I can’t say that the bug this post is about is my worst bug ever. Or even my most embarassing bug ever. But it is certainly my most costly bug ever. But first, a picture. You can click it to see the full-sized version.
The above graph shows two years and change of monthly visitor counts to my business. There are a bunch of milestones I could have put up there — the new versions of my software, the key events in my market’s annual cycle, the redesign of my website, the time I quadrupled my advertising budget. And they all pale in comparison to squashing one stupid little bug.
What Could Possibly Have Done That?
Well, like many bugs, the impact of this one rose in direct proportion to how clever you are. My business website runs on a custom-designed CSS which cranks out free printable bingo cards. The home page, shopping cart, main level navigation, all of these things are valuable towers which sit on a gigantic foundation of free content. That content attracts me links, traffic, and searchers. The bright idea to make the production of this content scale is probably the single biggest thing I’ve ever done to grow my business.
And scale it does. I pay a terrifically talented freelancer to write the actual word lists that become the bingo cards, and provide a little bit of color commentary. I feed her input into the CMS, and *bam* web page, downloadable PDF, and GIF are created. Now multiply this times a couple hundred, for very little additional work on my part.
The Best Laid Plans of Mice and Men
One design decision I made when building this automated marketing machine was to give it a time-based element: one bingo card got featured a day. Originally this was largely because I had the site separate from my main site and wanted to call it Daily Bingo Cards. I figured, hey, if a new card pops up to the “front” page every day then it will always be fresh, and that makes it stickier for folks. (And, as it turns out, I do have a handful of folks who a year later are still loading the page several times a week to see what is new.)
However, I had (totally unfounded) performance worries about Rails when I wrote this application. I thought hitting the database for every pageview was needlessly taxing on my server (bzz, I only get a few thousand a day, why the heck would the server complain?) So I decided to turn on caching.
Caching is a wonderful tool. You can use it to solve just about any performance problem. It solves it by replacing the problem with a cache expiration problem. (No performance problem? Oh, you get to deal with cache expiration anyway, don’t worry.)
How Hard Can It Be?
Now, if you want to refresh your content on your website once a day, and you’re not really particular when you do it, caching should be dead easy: purge the cache once a day. Which I did. Sort of.
You see, Rails stores cached pages in the same directory your static HTML is being served out of, as static HTML. Your web server treats the cached pages as it would any other web page if they exist, and just slurps them right out of the directory and spits them out at whoever is requesting that page. This is blazingly, bugs-in-your-teeth fast.
And to clear the cache? Simple — delete the HTML file and it is like it never existed. Your web server, seeing no file matching the user’s request, will fallback to calling Rails to see what to do with the request, and after Rails does its magic there might be a new HTML file deposited into that directory.

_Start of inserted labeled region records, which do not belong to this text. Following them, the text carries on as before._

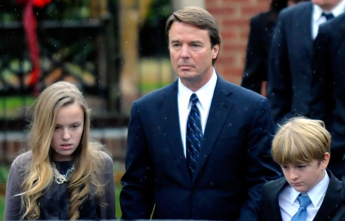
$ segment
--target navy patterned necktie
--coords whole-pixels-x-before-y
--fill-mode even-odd
[[[192,107],[188,116],[186,133],[186,155],[190,173],[192,177],[197,167],[197,162],[199,157],[202,139],[202,129],[200,118],[200,112],[197,106],[197,102],[198,100],[199,99],[197,94],[193,93],[190,99],[190,101],[192,101]]]
[[[321,16],[325,17],[326,18],[326,21],[328,21],[329,20],[332,19],[332,18],[334,18],[334,15],[333,15],[333,14],[331,13],[329,14],[326,14],[325,12],[322,12]]]
[[[307,220],[307,207],[311,203],[311,200],[308,195],[300,195],[297,197],[299,202],[299,208],[297,213],[291,218],[291,221],[305,221]]]

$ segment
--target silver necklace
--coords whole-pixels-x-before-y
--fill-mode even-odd
[[[59,171],[57,170],[55,163],[51,163],[51,168],[52,168],[52,172],[54,174],[54,178],[55,182],[58,184],[60,184],[69,180],[69,175],[74,170],[74,163],[73,163],[72,167],[67,170],[66,174],[63,175],[61,174],[60,172],[59,172]]]

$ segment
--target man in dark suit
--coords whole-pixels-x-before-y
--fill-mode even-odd
[[[293,118],[279,129],[272,154],[284,177],[262,188],[264,220],[344,220],[342,182],[326,170],[330,145],[331,134],[321,121]]]
[[[221,37],[207,11],[175,11],[166,32],[179,79],[133,104],[122,219],[154,208],[154,219],[258,220],[262,185],[280,175],[268,102],[216,73]]]
[[[345,14],[320,26],[314,52],[310,117],[325,122],[331,132],[329,168],[340,178],[345,172]]]
[[[344,0],[312,0],[279,14],[270,52],[267,83],[276,123],[296,114],[309,114],[313,42],[319,25],[344,9]]]

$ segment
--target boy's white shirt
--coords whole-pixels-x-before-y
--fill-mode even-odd
[[[324,172],[325,174],[323,179],[307,192],[311,203],[307,207],[306,221],[311,221],[314,219],[325,198],[330,182],[330,177],[326,171]],[[279,193],[278,202],[283,221],[290,221],[292,217],[298,211],[299,203],[297,200],[297,197],[300,193],[300,192],[296,191],[290,185],[284,188]]]

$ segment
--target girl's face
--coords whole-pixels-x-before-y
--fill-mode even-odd
[[[53,159],[66,161],[74,159],[73,153],[80,142],[84,130],[84,112],[76,103],[68,104],[57,113],[51,139]]]

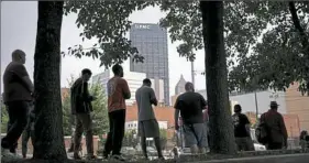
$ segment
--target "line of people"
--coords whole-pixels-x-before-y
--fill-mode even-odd
[[[121,154],[122,140],[124,137],[125,124],[125,100],[131,98],[126,80],[123,78],[123,68],[120,65],[112,66],[114,76],[108,80],[108,117],[110,130],[103,150],[104,159],[125,161]],[[79,155],[81,133],[86,132],[87,157],[96,159],[93,155],[92,123],[90,112],[92,111],[91,101],[96,97],[88,90],[88,80],[91,77],[90,69],[84,69],[81,77],[78,78],[70,88],[71,93],[71,113],[76,119],[74,134],[74,159],[80,160]],[[139,135],[143,154],[147,160],[146,138],[154,138],[158,153],[158,159],[164,160],[159,142],[159,127],[155,118],[152,105],[157,105],[154,90],[151,88],[151,80],[144,79],[141,88],[136,90],[135,98],[139,107]]]
[[[24,67],[25,53],[16,50],[12,53],[12,62],[7,66],[3,74],[3,101],[8,108],[9,122],[7,135],[1,141],[4,153],[14,153],[16,142],[25,130],[24,141],[27,142],[31,131],[34,130],[33,119],[34,112],[32,108],[34,87]],[[112,66],[114,76],[107,84],[108,89],[108,117],[110,130],[104,144],[104,159],[114,159],[125,161],[121,155],[122,140],[124,137],[125,124],[125,100],[131,98],[126,80],[123,78],[122,66],[115,64]],[[92,139],[92,119],[91,101],[96,97],[91,96],[88,90],[88,82],[92,73],[85,68],[81,70],[81,77],[78,78],[70,88],[71,97],[71,115],[75,117],[74,133],[74,159],[81,159],[79,155],[80,141],[82,132],[86,133],[87,159],[96,159],[93,154]],[[139,135],[141,137],[141,145],[145,159],[147,159],[146,138],[154,138],[158,157],[164,160],[159,143],[159,127],[155,118],[152,106],[157,105],[154,90],[151,88],[151,80],[144,79],[142,87],[137,89],[135,99],[139,108]],[[190,146],[191,153],[206,153],[208,151],[209,134],[208,121],[202,110],[207,110],[207,101],[205,98],[195,93],[191,83],[185,85],[186,93],[181,94],[175,104],[175,129],[179,130],[178,118],[183,120],[183,131],[185,134],[185,144]],[[278,105],[271,102],[269,111],[261,117],[261,121],[268,127],[269,140],[267,149],[282,149],[287,145],[287,131],[283,117],[277,112]],[[31,110],[31,111],[30,111]],[[241,113],[241,106],[234,106],[233,123],[234,134],[239,150],[254,150],[252,140],[250,139],[250,121],[247,117]],[[179,116],[180,115],[180,116]],[[34,137],[32,137],[34,139]],[[26,143],[25,143],[26,144]],[[23,149],[26,149],[26,145]],[[25,151],[25,152],[24,152]],[[26,150],[23,150],[23,156]]]

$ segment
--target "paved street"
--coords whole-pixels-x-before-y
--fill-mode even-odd
[[[245,159],[228,159],[217,161],[199,161],[195,163],[308,163],[309,153],[306,154],[286,154],[286,155],[269,155],[254,156]]]

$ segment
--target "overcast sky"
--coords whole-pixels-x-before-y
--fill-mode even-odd
[[[143,11],[134,12],[130,17],[130,20],[133,23],[157,23],[164,15],[158,8],[146,8]],[[90,47],[93,43],[90,41],[86,43],[81,42],[79,37],[80,30],[75,24],[76,18],[76,14],[70,14],[63,19],[62,50],[66,50],[75,44],[82,44],[85,47]],[[26,53],[25,66],[31,77],[33,77],[36,21],[36,1],[1,2],[1,78],[3,69],[11,61],[11,53],[16,48],[23,50]],[[191,80],[190,63],[186,58],[179,57],[176,46],[177,44],[172,44],[170,40],[168,41],[170,96],[174,95],[175,85],[181,74],[186,80]],[[197,70],[203,70],[203,51],[197,52],[197,61],[195,63]],[[99,61],[93,61],[92,58],[84,57],[80,59],[65,56],[62,66],[62,87],[67,86],[67,79],[70,75],[78,76],[82,68],[90,68],[93,74],[103,72],[104,68],[99,67]],[[129,62],[124,63],[124,69],[129,70]],[[196,75],[196,87],[197,89],[205,89],[205,76]]]

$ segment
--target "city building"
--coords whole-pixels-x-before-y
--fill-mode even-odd
[[[101,84],[107,95],[107,83],[112,77],[113,77],[113,73],[110,69],[108,69],[98,75],[93,75],[92,83]],[[143,79],[146,78],[146,74],[136,73],[136,72],[124,72],[123,78],[126,80],[129,85],[129,89],[131,91],[131,98],[125,100],[125,102],[128,106],[131,106],[135,102],[135,93],[142,86]]]
[[[158,77],[151,78],[152,88],[155,91],[155,96],[159,104],[164,104],[164,80],[159,79]]]
[[[130,62],[130,70],[145,73],[147,78],[164,80],[164,100],[169,105],[167,30],[159,24],[134,23],[130,29],[132,45],[144,57],[143,63]]]
[[[69,96],[70,90],[69,88],[62,88],[60,91],[62,91],[62,100],[64,101],[64,99]]]
[[[180,79],[178,80],[178,83],[175,86],[175,95],[179,95],[179,94],[186,91],[186,89],[185,89],[186,83],[187,82],[185,80],[184,76],[181,75]]]

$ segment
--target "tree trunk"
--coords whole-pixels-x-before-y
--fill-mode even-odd
[[[38,1],[34,54],[35,143],[34,159],[67,159],[60,96],[60,30],[63,1]]]
[[[235,138],[228,90],[228,68],[223,41],[223,2],[200,1],[205,42],[207,97],[210,116],[210,150],[234,154]]]

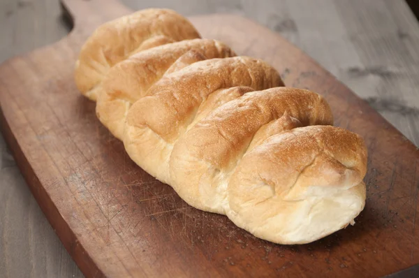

And how to delete a file once a day? Stick task in chrontab… done.
Your Testing Protocol Leaves Something To Be Desired
Now normally a line which is, roughly speaking, the complexity of rm -rf /some/file/name/goes/here is pretty hard to screw up. But knowing well my pechant for screwups I tested those lines before I wrote them into the crontab. As root (do you see where this is going?) And they worked swimmingly.
Of course, when I wrote them into the crontab, I did not set them to execute as Root. No, I set them to execute as the user that I thought would be dropping the files — clearly the web server, right? (WRONG. The web server proxies requests to Rails, but Rails operates under another user to write the cached html. I knew that on an intellectual level, but it did not occur to me one fateful evening when writing that cron file.)
Compounding Errors
So, as a result, large portions of my website were not getting refreshed when I thought they were. As a result, instead of a dynamic bingo card publishing empire, with constantly refreshed content that was added to, content on the website was fixed at first generation and then went stale.
Had it stayed stale, I would have eventually figured things out. But no — I was developing the site, occasionally, and every time I deployed a new version of it, one of the deployment steps had the side effect of nuking the cache directory. And since the only reason I would be trolling on my own bingo cards pages was to see that my changes were taking effect, I never saw the bug.
Meanwhile, between bursts of development activity, the page would look like an unattended ghost town for weeks or months at a time.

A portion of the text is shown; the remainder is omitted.